Wenn er nur wüsste, was mit ihm los war, wie er ihm helfen könnte. Er hatte mehrfach versucht mit ihm zu reden, hatte ihn angeschrien, sich entschuldigt, ihn gebeten, wieder geschrien. Nichts. Er wurde einfach ignoriert und das machte ihn … wütend … und traurig … und so wütend! Schließlich war er ihm so weit wie möglich aus dem Weg gegangen, denn wenn er ehrlich zu sich war, und das zumindest war er, tat es ziemlich weh.
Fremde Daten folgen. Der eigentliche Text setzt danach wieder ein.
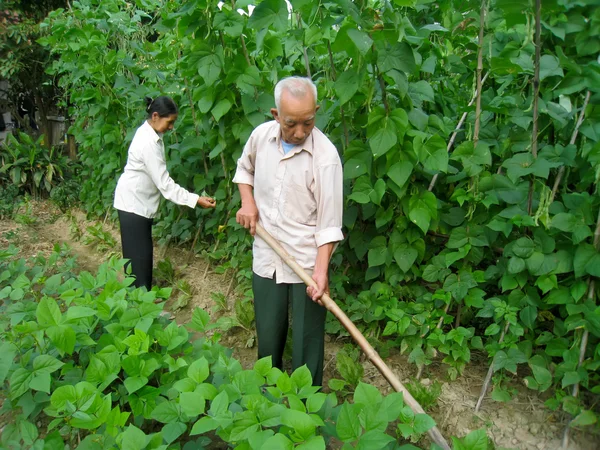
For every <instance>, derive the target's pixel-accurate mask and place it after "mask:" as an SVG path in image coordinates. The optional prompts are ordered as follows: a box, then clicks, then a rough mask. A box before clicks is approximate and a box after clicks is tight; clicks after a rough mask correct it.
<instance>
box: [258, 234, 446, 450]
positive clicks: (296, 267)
mask: <svg viewBox="0 0 600 450" xmlns="http://www.w3.org/2000/svg"><path fill="white" fill-rule="evenodd" d="M256 234H257V235H258V236H259V237H260V238H261V239H263V240H264V241H265V242H266V243H267V244H268V245H269V247H271V248H272V249H273V250H274V251H275V253H277V254H278V255H279V256H280V257H281V259H283V261H284V262H285V263H286V264H287V265H288V266H289V267H290V268H291V269H292V270H293V271H294V272H295V273H296V275H298V276H299V277H300V278H301V279H302V281H304V283H305V284H306V285H307V286H312V287H316V286H317V284H316V283H315V281H314V280H313V279H312V278H311V277H310V276H309V275H308V273H306V271H305V270H304V269H303V268H302V267H300V266H299V265H298V263H297V262H296V260H295V259H294V258H293V257H291V256H290V255H289V254H288V253H287V252H286V251H285V249H284V248H283V247H282V246H281V244H280V243H279V242H277V241H276V240H275V239H273V237H272V236H271V235H270V234H269V233H268V232H267V231H266V230H265V229H264V228H263V227H262V225H260V224H258V223H257V224H256ZM321 304H322V305H323V306H324V307H325V308H327V309H328V310H329V311H331V313H332V314H333V315H334V316H335V317H336V318H337V319H338V320H339V321H340V322H341V323H342V325H343V326H344V328H345V329H346V330H348V332H349V333H350V335H351V336H352V338H353V339H354V340H355V341H356V342H357V343H358V345H359V346H360V348H361V349H362V351H363V352H364V354H365V355H366V356H367V358H369V360H370V361H371V362H372V363H373V365H374V366H375V367H376V368H377V369H378V370H379V372H380V373H381V374H382V375H383V376H384V377H385V379H386V380H387V381H388V382H389V383H390V385H391V386H392V387H393V388H394V390H395V391H397V392H402V394H403V396H404V401H405V402H406V404H407V405H408V406H410V408H411V409H412V410H413V411H414V412H415V414H425V411H424V410H423V408H422V407H421V405H420V404H419V403H418V402H417V401H416V400H415V399H414V397H413V396H412V395H411V394H410V392H408V390H407V389H406V388H405V387H404V385H403V384H402V383H401V382H400V380H398V378H397V377H396V375H394V373H393V372H392V371H391V369H390V368H389V367H388V366H387V364H386V363H385V362H384V361H383V360H382V359H381V357H380V356H379V354H378V353H377V352H376V351H375V349H374V348H373V347H372V346H371V344H369V342H368V341H367V340H366V338H365V337H364V336H363V335H362V333H361V332H360V331H359V330H358V328H356V325H354V323H352V321H351V320H350V319H349V318H348V316H347V315H346V314H344V312H343V311H342V310H341V309H340V307H339V306H338V305H337V304H336V303H335V302H334V301H333V300H332V299H331V297H330V296H329V295H328V294H326V293H325V294H323V297H321ZM428 434H429V437H430V438H431V440H432V441H433V442H435V443H436V444H437V445H439V446H440V447H441V448H442V449H444V450H450V446H449V445H448V442H446V440H445V439H444V437H443V436H442V433H440V430H439V429H438V428H437V427H436V426H434V427H433V428H432V429H431V430H429V431H428Z"/></svg>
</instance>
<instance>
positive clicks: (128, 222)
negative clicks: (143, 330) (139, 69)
mask: <svg viewBox="0 0 600 450" xmlns="http://www.w3.org/2000/svg"><path fill="white" fill-rule="evenodd" d="M146 104H147V108H146V112H147V114H148V117H147V119H146V121H145V122H144V123H143V124H142V126H141V127H139V128H138V129H137V131H136V133H135V136H134V137H133V141H131V145H130V146H129V151H128V154H127V164H126V165H125V170H124V172H123V174H122V175H121V177H120V178H119V181H118V183H117V189H116V190H115V202H114V207H115V208H116V209H117V210H118V212H119V222H120V224H121V244H122V246H123V258H126V259H129V261H130V264H131V272H132V274H133V275H134V276H135V286H136V287H142V286H145V287H146V289H148V290H150V289H151V288H152V263H153V255H152V219H153V217H155V216H156V212H157V210H158V205H159V201H160V194H162V195H163V196H164V197H165V198H166V199H167V200H170V201H172V202H174V203H176V204H178V205H187V206H189V207H190V208H194V207H196V205H198V206H201V207H202V208H214V207H215V204H216V203H215V201H214V200H213V199H211V198H209V197H200V196H198V195H197V194H192V193H191V192H188V191H187V190H185V189H184V188H182V187H181V186H179V185H178V184H177V183H175V182H174V181H173V179H172V178H171V177H170V175H169V172H168V171H167V164H166V161H165V146H164V143H163V133H165V132H166V131H168V130H172V129H173V123H175V120H176V119H177V114H178V110H177V105H176V104H175V102H174V101H173V100H172V99H171V98H169V97H158V98H156V99H154V100H152V99H150V98H148V97H146Z"/></svg>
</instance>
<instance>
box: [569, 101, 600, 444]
mask: <svg viewBox="0 0 600 450" xmlns="http://www.w3.org/2000/svg"><path fill="white" fill-rule="evenodd" d="M588 94H589V92H588ZM594 247H595V248H596V250H598V248H599V247H600V211H598V220H597V221H596V231H595V232H594ZM589 283H590V284H589V289H588V300H590V301H593V300H594V297H595V295H596V293H595V287H596V285H595V282H594V279H592V278H590V281H589ZM588 337H589V331H588V330H587V329H584V330H583V335H582V336H581V344H580V346H579V362H578V364H577V368H578V369H579V367H581V365H582V364H583V360H584V359H585V351H586V348H587V343H588ZM571 395H572V396H573V397H577V396H578V395H579V382H577V383H575V385H574V386H573V391H572V392H571ZM570 433H571V421H569V423H568V424H567V427H566V428H565V431H564V433H563V440H562V448H563V450H566V449H567V447H568V446H569V439H570Z"/></svg>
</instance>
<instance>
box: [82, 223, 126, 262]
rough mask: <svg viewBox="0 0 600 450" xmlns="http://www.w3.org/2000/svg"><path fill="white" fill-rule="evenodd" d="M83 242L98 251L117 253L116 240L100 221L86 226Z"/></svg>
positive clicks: (116, 241) (114, 253) (103, 252)
mask: <svg viewBox="0 0 600 450" xmlns="http://www.w3.org/2000/svg"><path fill="white" fill-rule="evenodd" d="M83 243H84V244H85V245H90V246H92V247H94V248H96V249H97V250H98V251H99V252H100V253H106V252H110V253H111V254H113V255H114V254H117V253H119V246H118V244H117V241H115V238H114V237H113V236H112V234H110V232H109V231H106V230H105V229H104V228H103V226H102V224H101V223H97V224H95V225H90V226H89V227H87V229H86V234H85V236H84V238H83Z"/></svg>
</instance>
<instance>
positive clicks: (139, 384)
mask: <svg viewBox="0 0 600 450" xmlns="http://www.w3.org/2000/svg"><path fill="white" fill-rule="evenodd" d="M123 384H124V385H125V388H126V389H127V392H129V394H133V393H134V392H137V391H139V390H140V389H141V388H143V387H144V386H146V384H148V378H146V377H128V378H125V381H124V382H123Z"/></svg>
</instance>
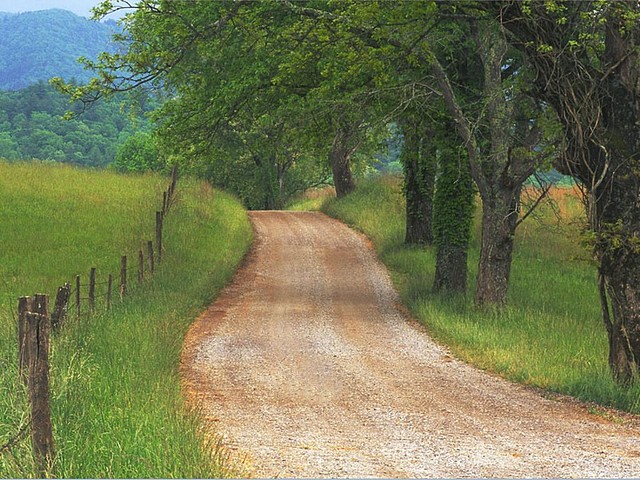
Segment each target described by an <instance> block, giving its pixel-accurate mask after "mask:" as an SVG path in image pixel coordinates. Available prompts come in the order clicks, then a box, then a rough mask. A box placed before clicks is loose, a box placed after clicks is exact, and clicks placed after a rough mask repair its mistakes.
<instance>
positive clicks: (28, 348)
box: [18, 297, 33, 385]
mask: <svg viewBox="0 0 640 480" xmlns="http://www.w3.org/2000/svg"><path fill="white" fill-rule="evenodd" d="M32 306H33V299H32V298H31V297H20V298H19V299H18V375H19V376H20V378H21V379H22V382H23V383H24V384H25V385H26V384H27V377H28V372H27V370H28V368H29V343H28V341H27V338H28V337H27V336H28V334H29V324H28V323H27V313H29V312H30V311H31V310H32Z"/></svg>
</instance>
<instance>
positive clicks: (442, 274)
mask: <svg viewBox="0 0 640 480" xmlns="http://www.w3.org/2000/svg"><path fill="white" fill-rule="evenodd" d="M449 132H450V130H449ZM451 137H452V135H451V134H450V133H448V132H445V133H443V134H442V137H441V138H439V143H440V144H441V148H440V158H439V169H438V170H439V172H438V177H437V179H436V188H435V196H434V205H433V215H434V216H433V234H434V244H435V245H436V251H437V253H436V272H435V278H434V282H433V290H434V291H436V292H444V293H464V292H466V290H467V250H468V249H469V239H470V236H471V233H470V230H471V223H472V220H473V209H474V201H475V198H474V197H475V195H474V190H473V181H472V179H471V171H470V167H469V162H468V160H467V156H466V154H465V151H464V149H463V148H462V147H456V143H457V142H456V141H455V140H457V139H454V138H455V137H454V138H451Z"/></svg>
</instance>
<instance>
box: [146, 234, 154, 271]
mask: <svg viewBox="0 0 640 480" xmlns="http://www.w3.org/2000/svg"><path fill="white" fill-rule="evenodd" d="M147 260H148V261H149V273H153V241H151V240H149V241H148V242H147Z"/></svg>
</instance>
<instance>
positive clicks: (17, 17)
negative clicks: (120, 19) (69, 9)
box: [0, 9, 118, 90]
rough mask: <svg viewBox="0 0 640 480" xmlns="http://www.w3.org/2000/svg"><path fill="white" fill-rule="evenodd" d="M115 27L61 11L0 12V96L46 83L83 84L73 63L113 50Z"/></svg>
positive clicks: (74, 14) (115, 29)
mask: <svg viewBox="0 0 640 480" xmlns="http://www.w3.org/2000/svg"><path fill="white" fill-rule="evenodd" d="M117 30H118V26H117V24H116V22H115V21H113V20H111V21H107V22H95V21H91V20H88V19H86V18H84V17H80V16H78V15H76V14H74V13H72V12H69V11H66V10H59V9H52V10H41V11H38V12H26V13H19V14H12V13H6V12H0V32H2V34H1V35H0V90H18V89H21V88H24V87H26V86H28V85H31V84H33V83H36V82H38V81H39V80H45V81H46V80H49V79H50V78H51V77H62V78H64V79H65V80H70V79H72V78H74V79H76V80H77V81H78V82H86V81H87V80H88V79H89V78H91V73H90V72H87V71H85V70H84V69H83V68H82V65H80V64H79V63H78V62H77V59H78V57H81V56H84V57H87V58H91V59H94V58H96V57H97V55H98V53H100V52H102V51H105V50H113V46H112V43H111V35H112V34H113V33H114V32H116V31H117Z"/></svg>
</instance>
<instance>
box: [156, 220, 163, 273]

John kam später als sonst nach Hause, weil er einige von Sarahs Patienten übernommen hatte, sie musste am Nachmittag zu einem Termin außerhalb. Aber er hatte auch nicht vor, lange zu bleiben. Nach einer schnellen Dusche ging er in sein Zimmer, zog sich um und verließ das Haus wieder. Er wollte irgendwo etwas essen und dann in den Club, Dampf ablassen. Vielleicht könnte er danach wieder klarer denken und sich überlegen, was er mit seinem bescheuerten Mitbewohner anstellen musste, damit der allmählich mal mit der Sprache rausrückte. Noch so eine Woche würde er nicht überstehen. Und vielleicht ergab sich ja sogar was für die Nacht, etwas das ihn ablenkte von seinen Gedanken an …

Als er die Straße überquert hatte drehte er sich um und blieb er einen Moment stehen. Sein Blick fiel auf die Fenster seiner - ihrer - Wohnung. War Sherlock in seinem Zimmer, oder war er im Wohnzimmer, stand vielleicht sogar am Fenster, hatte sich da nicht die Gardine bewegt? Nein, albern darüber nachzudenken, er ließ den Kopf hängen. Dann straffte er sich, er musste endlich darüber hinwegkommen, so ging es nicht weiter. Er biss die Zähne zusammen, also los, erst mal was essen. Entschlossen drehte er sich um und ging davon.